Volví a abrir los ojos. Me contaron que el bus había salido a las dos de la madrugada del parque principal de Dolores, pasó por Prado, Purificación, Espinal, Fusagasugá y —efectivamente— siete horas después, llegó a Bogotá.

-Y, ¿cuándo se devuelven?

- Esta noche.

-¿Llegaron hoy y se van esta noche? Van a llegar de madrugada.

-Sí, pero no importa, mañana es sábado.

Yo siempre buscándole un problema a cada solución.

-Y, ¿es una especie de paseo que organiza el colegio?

-Nooo. Nos ganamos el cupo porque sacamos las mejores notas en Matemáticas, Sistemas y Castellano (no es Lenguaje ni Español, es Castellano).

Llegaron en dos buses los mejores 45 estudiantes de ese colegio tolimense, desayunaron sandwich con gaseosa y salieron felices a recorrer la feria.

-¿Te ha dado muy duro el frío de Bogotá?

-Pues no tanto como la congestión. Muchos semáforos.

En alguna parte leí que en Bogotá hay cerca de 19 mil semáforos.
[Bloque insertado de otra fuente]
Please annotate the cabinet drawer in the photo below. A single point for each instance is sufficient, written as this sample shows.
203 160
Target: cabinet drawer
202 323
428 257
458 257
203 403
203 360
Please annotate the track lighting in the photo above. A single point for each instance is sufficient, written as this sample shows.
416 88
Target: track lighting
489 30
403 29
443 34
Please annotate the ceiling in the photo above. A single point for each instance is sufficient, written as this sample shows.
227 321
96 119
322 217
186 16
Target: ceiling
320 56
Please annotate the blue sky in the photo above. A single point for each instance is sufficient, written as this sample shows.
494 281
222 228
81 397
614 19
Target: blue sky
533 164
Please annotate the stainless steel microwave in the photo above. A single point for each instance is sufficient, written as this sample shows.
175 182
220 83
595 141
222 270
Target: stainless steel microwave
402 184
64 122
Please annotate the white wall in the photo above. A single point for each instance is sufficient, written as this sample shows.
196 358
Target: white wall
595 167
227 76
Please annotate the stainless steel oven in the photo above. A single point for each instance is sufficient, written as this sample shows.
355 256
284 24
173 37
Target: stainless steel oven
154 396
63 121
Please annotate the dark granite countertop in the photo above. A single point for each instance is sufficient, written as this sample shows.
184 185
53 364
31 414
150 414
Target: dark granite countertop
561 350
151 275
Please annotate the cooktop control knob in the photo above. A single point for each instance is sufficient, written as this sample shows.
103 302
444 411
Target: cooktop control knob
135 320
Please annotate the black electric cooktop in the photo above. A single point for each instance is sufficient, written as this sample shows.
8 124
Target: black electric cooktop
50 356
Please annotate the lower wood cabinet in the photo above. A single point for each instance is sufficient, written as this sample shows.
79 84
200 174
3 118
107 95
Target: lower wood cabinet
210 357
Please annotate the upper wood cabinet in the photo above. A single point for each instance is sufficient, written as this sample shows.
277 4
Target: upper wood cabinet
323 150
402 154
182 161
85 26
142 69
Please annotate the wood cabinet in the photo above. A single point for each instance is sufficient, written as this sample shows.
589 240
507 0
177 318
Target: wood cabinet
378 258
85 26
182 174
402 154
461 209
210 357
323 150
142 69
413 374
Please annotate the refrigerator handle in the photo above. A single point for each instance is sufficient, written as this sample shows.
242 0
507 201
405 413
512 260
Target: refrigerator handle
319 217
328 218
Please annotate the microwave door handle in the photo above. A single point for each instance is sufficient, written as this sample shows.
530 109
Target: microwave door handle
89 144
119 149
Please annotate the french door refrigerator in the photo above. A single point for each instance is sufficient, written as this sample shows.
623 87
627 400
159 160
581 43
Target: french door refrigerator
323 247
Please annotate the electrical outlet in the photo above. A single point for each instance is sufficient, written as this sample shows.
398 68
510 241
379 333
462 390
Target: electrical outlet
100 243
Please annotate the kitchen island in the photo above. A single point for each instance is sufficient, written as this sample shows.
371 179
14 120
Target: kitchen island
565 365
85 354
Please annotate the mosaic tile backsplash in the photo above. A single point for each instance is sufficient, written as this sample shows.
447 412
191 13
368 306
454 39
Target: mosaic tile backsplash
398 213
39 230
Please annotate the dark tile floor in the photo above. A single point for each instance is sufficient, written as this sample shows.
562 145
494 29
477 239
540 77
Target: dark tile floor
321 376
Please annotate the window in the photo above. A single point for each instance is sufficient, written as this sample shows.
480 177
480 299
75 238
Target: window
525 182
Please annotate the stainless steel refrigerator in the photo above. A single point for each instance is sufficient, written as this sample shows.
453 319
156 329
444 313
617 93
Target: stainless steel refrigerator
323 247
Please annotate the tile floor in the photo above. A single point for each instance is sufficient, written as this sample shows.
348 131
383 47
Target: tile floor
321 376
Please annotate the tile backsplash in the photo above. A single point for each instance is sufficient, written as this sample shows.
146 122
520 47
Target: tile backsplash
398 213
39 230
Se me ocurre una suave burla.

-¿Acaso en Dolores no hay semáforos?

-No señor, ni uno.

Me trago solito mi chiste malo.

Díganme si esa conversación no muestra una maravillosa forma de amor, por los libros, o por el conocimiento, o por la aventura, o por lo que sea, a mí me parece que es amor del bueno, hubieran visto sus rostros, estaban radiantes, no se cambiaban por nadie, se sentían en Babel, y ahí en esos ojos adolescentes vi a mi país, el que se resiste a desaparecer, el que se niega a pelear, el que quiere vivir en paz, al que le importa un bledo si gana la izquierda o la derecha, el que solo quiere vivir tranquilo y trabajar sin temores y aprender, el que viaja 14 horas en un bus para poder asistir siete a una feria de libros y luego, de vuelta a casa, como si nada.

-¿Qué libros compraron?

-(Marcela) Pues fuera del tuyo, Boulevard, de Flor Salvador.

-Y yo (Valentina) Bailando con las estrellas, el movimiento planetario de Kepler.

15 años, le gusta leer sobre Kepler.

Díganme si no tenemos el futuro garantizado con esa clase de personas. Díganme si no es nuestra obligación exigirles a nuestros gobernantes que cumplan su palabra, construyan sobre lo construido y bajen la cabeza con cada muerto de esta guerra absurda antes que sacar el pecho porque dieron de baja a un poco de maleantes en medio de un bazar. Como reza la versión oficial.

Díganme si lo que nos falta no es un poco de amor, de amor al prójimo, un poco de dar sin querer recibir, tal vez un poco de más escuchar y menos hablar.

Se despiden. Una de ellas va a la caja a pagar mi novela. No se da cuenta que yo la sigo con la mirada mientras abre su pequeña cartera y comienza a desenrollar un par de billetes. Me parece ver a la mamá doblárselos y dárselos mientras le hace alguna recomendación y la bendice, justo antes de subirse a la flota. El verdadero amor.

Me parecía que debía contarles esto. Porque tal vez la solución no está en escoger entre los extremos que se pelean por manejar este país. Tal vez la solución no la tengan ellos. Tal vez la tengamos cada uno de nosotros, tal vez solo baste con amar un poquito más.

Como mi infinito amor por la financiera, que acaba de volverme a llamar: Jaime, ven a firmar.